I'm trying to solve the following variation of the Drunkard Walk:
From where he stands, one step toward the cliff would send the drunken man over the edge. He takes random steps, either toward or away from the cliff. At any step his probability of taking a step away is $\frac{2}{3}$, of a step toward the cliff $\frac{1}{3}$. What is his chance of escaping the cliff?
My initial idea was to draw a tree and come up with an infinite sum that looked like this:
$$ \sum_{n=0}^{\infty} \left(\frac{2}{3}\right)^n\left(\frac{1}{3}\right)^{n+1} $$
But this doesn't take into consideration the scenario where the man walks back and forth from, say, position 2 to 1 for a couple turns, and then walks off. So I corrected with this sum:
$$ \sum_{n=0}^{\infty} \binom{2n+1}{n} \left(\frac{2}{3}\right)^n\left(\frac{1}{3}\right)^{n+1} $$
Which is intuitive, at least to me, because it sums up all scenarios where the man takes exactly n steps backwards, and then that $+1$ $(n+1)$ steps forward and walks off the cliff. But this sum converges to $1.5$ $(>1)$ and is not a valid probability.
Could someone please explain where I'm going wrong? Also, how would I solve this problem using a Markov Chain/transition matrix (I'm not very familiar with either)

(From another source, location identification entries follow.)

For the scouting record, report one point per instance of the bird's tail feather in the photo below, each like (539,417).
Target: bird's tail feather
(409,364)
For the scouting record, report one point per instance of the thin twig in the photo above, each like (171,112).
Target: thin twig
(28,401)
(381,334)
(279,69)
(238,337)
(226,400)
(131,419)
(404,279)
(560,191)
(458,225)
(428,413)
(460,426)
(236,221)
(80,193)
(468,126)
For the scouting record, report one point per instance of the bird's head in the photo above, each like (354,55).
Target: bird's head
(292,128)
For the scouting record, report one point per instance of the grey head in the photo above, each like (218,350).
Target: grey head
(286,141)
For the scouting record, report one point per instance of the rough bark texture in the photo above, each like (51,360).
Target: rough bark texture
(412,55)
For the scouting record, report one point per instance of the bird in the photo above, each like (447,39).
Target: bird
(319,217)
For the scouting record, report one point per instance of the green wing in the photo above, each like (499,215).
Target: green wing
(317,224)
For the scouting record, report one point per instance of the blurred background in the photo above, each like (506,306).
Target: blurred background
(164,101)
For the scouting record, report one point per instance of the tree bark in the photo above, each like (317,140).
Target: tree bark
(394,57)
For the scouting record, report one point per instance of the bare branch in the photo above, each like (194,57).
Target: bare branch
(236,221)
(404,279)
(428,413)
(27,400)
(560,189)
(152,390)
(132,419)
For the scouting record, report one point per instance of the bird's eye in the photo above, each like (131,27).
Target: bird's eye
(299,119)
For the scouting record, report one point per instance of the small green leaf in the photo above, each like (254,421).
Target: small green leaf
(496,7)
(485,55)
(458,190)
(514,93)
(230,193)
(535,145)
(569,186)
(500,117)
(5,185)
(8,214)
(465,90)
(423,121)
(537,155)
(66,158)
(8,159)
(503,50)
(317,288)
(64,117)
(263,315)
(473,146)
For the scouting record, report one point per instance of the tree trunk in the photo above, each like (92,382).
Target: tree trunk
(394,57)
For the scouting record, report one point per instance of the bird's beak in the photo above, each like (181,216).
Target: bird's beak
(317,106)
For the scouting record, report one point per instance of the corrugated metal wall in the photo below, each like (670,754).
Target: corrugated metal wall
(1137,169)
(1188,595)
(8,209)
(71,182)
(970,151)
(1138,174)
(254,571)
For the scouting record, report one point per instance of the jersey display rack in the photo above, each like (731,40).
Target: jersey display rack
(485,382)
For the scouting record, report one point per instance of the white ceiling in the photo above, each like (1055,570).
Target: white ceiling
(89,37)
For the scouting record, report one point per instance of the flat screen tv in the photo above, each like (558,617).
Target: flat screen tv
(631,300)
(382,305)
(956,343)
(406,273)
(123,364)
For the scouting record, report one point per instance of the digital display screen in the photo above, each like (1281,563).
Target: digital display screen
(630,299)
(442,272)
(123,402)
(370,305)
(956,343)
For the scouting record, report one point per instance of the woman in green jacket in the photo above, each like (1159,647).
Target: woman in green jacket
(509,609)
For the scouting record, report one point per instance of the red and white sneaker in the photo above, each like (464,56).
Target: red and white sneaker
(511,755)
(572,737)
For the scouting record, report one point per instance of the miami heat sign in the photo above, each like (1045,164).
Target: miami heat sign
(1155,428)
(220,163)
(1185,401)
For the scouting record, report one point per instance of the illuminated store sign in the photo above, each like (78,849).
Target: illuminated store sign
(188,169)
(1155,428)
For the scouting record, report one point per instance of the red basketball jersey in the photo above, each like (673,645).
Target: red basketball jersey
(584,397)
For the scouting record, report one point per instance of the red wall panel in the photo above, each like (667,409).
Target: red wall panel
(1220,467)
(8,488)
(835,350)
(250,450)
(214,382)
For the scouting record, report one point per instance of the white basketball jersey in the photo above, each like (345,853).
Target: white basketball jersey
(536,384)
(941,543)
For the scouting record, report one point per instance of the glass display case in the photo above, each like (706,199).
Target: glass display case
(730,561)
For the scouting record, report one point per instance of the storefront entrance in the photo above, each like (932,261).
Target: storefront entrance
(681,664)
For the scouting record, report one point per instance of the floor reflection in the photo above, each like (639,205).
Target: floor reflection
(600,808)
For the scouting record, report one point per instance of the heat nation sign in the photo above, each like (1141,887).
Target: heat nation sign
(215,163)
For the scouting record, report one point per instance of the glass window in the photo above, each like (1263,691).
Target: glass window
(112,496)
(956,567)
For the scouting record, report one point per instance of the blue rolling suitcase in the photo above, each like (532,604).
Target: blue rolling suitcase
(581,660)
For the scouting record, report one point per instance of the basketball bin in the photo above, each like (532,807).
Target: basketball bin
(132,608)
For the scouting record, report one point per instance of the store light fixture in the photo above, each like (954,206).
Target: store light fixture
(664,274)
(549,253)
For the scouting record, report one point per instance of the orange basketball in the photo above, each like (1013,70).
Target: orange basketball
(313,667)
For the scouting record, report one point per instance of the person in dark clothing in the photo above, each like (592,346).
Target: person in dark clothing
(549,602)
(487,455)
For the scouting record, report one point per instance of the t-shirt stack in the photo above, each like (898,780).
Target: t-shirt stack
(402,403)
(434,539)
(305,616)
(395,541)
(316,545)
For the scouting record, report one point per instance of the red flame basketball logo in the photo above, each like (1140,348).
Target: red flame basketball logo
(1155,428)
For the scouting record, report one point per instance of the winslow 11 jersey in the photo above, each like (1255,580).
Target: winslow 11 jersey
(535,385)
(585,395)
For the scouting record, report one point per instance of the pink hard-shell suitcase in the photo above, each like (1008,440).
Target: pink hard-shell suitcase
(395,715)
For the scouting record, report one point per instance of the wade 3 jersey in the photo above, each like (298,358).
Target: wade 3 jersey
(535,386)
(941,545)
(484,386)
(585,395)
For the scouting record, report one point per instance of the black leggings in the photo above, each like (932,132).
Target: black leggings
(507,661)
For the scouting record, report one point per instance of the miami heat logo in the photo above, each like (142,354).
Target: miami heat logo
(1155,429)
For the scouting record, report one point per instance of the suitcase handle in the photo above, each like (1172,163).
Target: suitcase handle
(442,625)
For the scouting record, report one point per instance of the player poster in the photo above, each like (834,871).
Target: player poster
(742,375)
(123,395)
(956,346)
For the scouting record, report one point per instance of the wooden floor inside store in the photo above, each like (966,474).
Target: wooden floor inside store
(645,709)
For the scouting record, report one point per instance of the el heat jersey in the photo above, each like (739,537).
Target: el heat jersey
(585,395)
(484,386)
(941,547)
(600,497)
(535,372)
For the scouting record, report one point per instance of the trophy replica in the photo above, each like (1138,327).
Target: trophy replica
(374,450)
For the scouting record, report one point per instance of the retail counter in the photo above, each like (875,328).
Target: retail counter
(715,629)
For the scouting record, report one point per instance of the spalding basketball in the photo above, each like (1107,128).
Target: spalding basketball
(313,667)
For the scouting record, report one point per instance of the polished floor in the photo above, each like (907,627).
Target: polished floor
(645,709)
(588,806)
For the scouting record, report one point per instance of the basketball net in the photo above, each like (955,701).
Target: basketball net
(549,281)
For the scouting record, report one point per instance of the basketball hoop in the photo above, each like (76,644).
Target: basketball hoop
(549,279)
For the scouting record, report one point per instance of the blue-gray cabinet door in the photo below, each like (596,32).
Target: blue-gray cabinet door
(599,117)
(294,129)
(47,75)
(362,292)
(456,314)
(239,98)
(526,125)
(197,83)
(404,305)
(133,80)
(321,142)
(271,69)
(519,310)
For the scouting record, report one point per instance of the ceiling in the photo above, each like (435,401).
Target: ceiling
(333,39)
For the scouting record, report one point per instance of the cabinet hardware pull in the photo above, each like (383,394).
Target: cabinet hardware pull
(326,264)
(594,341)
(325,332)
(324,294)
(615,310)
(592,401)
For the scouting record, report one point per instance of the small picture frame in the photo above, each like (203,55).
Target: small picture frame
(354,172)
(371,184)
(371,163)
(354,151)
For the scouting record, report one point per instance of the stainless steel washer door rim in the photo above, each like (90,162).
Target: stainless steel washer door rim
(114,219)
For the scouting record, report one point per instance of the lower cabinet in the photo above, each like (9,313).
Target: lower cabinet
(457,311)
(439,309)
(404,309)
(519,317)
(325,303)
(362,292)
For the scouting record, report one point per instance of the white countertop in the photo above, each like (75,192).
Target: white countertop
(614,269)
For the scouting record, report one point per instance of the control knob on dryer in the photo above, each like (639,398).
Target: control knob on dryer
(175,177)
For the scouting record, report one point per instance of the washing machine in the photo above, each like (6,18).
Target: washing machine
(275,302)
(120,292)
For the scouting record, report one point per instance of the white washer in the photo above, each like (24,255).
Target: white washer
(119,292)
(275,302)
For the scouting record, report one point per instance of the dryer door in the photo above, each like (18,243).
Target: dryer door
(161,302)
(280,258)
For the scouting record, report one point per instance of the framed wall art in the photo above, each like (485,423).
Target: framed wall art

EDIT: If anyone else is interested, I found another really neat solution:https://medium.com/i-math/the-drunkards-walk-explained-48a0205d304
In order to compute the probability $p$ of falling down the cliff we just have to sum up the probabilities of doing so in $2n+1$ steps for $n=0,1,2,\dots$. The Catalan number $C_n$ counts the ways of taking $2n$ steps starting and ending at the initial point before falling down in the $(2n+1)$-th and final step. The probability of each of those paths (inluding the last step) is clearly $(2/3)^n$ times $(1/3)^{n+1}$, so $$ p=\sum_{n=0}^\infty C_n\,\frac{2^n}{3^{2n+1}} = \frac 1 3\,\sum_{n=0}^\infty C_n\,\big(\,\frac 2 9\,\big)^n = \frac 1 3\,f(\,2/9\,)\,, $$ where $f$ is the well-known generating function given by $$ f(x)=\sum_{n=0}^\infty C_n\,x^n = \frac{1-\sqrt{1-4x}}{2x}\,. $$ Since $f(\,2/9\,)=3/2$ we conclude that $p=1/2$, and then the probability of escaping is $1/2$ as well.